«La pression est énorme», répète le ministre italien de l'Intérieur, Marco Minniti, pour décrire la situation migratoire sur les côtes siciliennes : environ 85 000 personnes ont débarqué depuis le début de l'année dans les ports du sud de la péninsule, soit une hausse de 18 % par rapport à la même période l'an passé. En réaction, Rome met la pression sur ses partenaires européens. A la veille d'une réunion des ministres de l'Intérieur et de la Justice de l'Union européenne, prévue ce jeudi à Tallinn, en Estonie, le gouvernement de Paolo Gentiloni a multiplié les initiatives diplomatiques et médiatiques. La semaine dernière, il a tapé du poing sur la table en menaçant de bloquer l'entrée de ses ports aux bateaux transportant des migrants secourus en Méditerranée et battant pavillon étranger. En clair, aux embarcations des multiples ONG qui croisent au large de la Libye pour récupérer les passagers des navires de fortune et éviter les naufrages (lire ci-contre). Plus de 2 200 personnes sont déjà mortes en Méditerranée centrale depuis le début de l'année, selon l'Organisation internationale pour les migrations (OIM). Douze disparus par jour.
Goutte d’eau
Ceux qui parviennent à atteindre l'Italie trouvent des centres d'accueil saturés. «La situation a atteint la limite du supportable», a écrit le gouvernement dans une lettre adressée au commissaire européen chargé de l'Immigration, Dimitri Avramopoulos.

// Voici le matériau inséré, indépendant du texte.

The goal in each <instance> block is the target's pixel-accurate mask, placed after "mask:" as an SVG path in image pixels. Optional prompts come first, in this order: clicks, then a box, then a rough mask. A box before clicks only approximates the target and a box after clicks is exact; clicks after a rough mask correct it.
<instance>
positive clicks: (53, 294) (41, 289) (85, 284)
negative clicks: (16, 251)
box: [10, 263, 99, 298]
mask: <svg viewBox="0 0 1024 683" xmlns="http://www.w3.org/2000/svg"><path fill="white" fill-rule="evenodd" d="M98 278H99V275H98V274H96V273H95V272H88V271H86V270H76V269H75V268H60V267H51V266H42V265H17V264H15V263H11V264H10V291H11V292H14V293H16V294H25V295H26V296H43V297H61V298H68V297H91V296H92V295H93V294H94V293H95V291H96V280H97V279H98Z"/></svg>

La situation n'a pourtant rien de comparable avec celle de 2015, qui avait vu l'arrivée en Europe de plus d'un million de personnes, pour la plupart venues de Syrie et passant par la route balkanique. Mais cette dernière a pratiquement été fermée et c'est désormais en Méditerranée, à partir de la Libye, que s'effectuent la plupart des traversées. En 2016, l'Italie a ainsi accueilli 181 000 migrants. «Nous ne sommes pas face à une invasion», s'efforce de relativiser l'ancienne commissaire européenne Emma Bonino, qui souligne régulièrement que non seulement les arrivées ne représentent qu'une goutte d'eau par rapport aux 500 millions d'Européens (moins de 0,04 %) mais que la péninsule, qui a perdu près de 90 000 habitants l'an passé en raison de sa crise démographique, serait bien avisée de les accueillir.

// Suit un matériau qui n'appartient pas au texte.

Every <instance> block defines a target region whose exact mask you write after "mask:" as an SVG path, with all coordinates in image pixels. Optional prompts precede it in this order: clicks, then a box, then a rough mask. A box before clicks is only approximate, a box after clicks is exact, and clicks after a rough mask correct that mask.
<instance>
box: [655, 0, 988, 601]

Il n’empêche, sous la pression de la xénophobe Ligue du Nord, de la presse de droite et dans une certaine mesure du Mouvement Cinq Etoiles, la question migratoire empoisonne le débat politique transalpin. Début juin, lors des élections municipales partielles, la très grande majorité des 400 maires qui ont adhéré au programme gouvernemental de répartition des réfugiés sur le territoire (3 pour 1 000 habitants) ont subi une claque électorale. Comme Giusi Nicolini, l’emblématique maire de Lampedusa, éliminée dès le premier tour.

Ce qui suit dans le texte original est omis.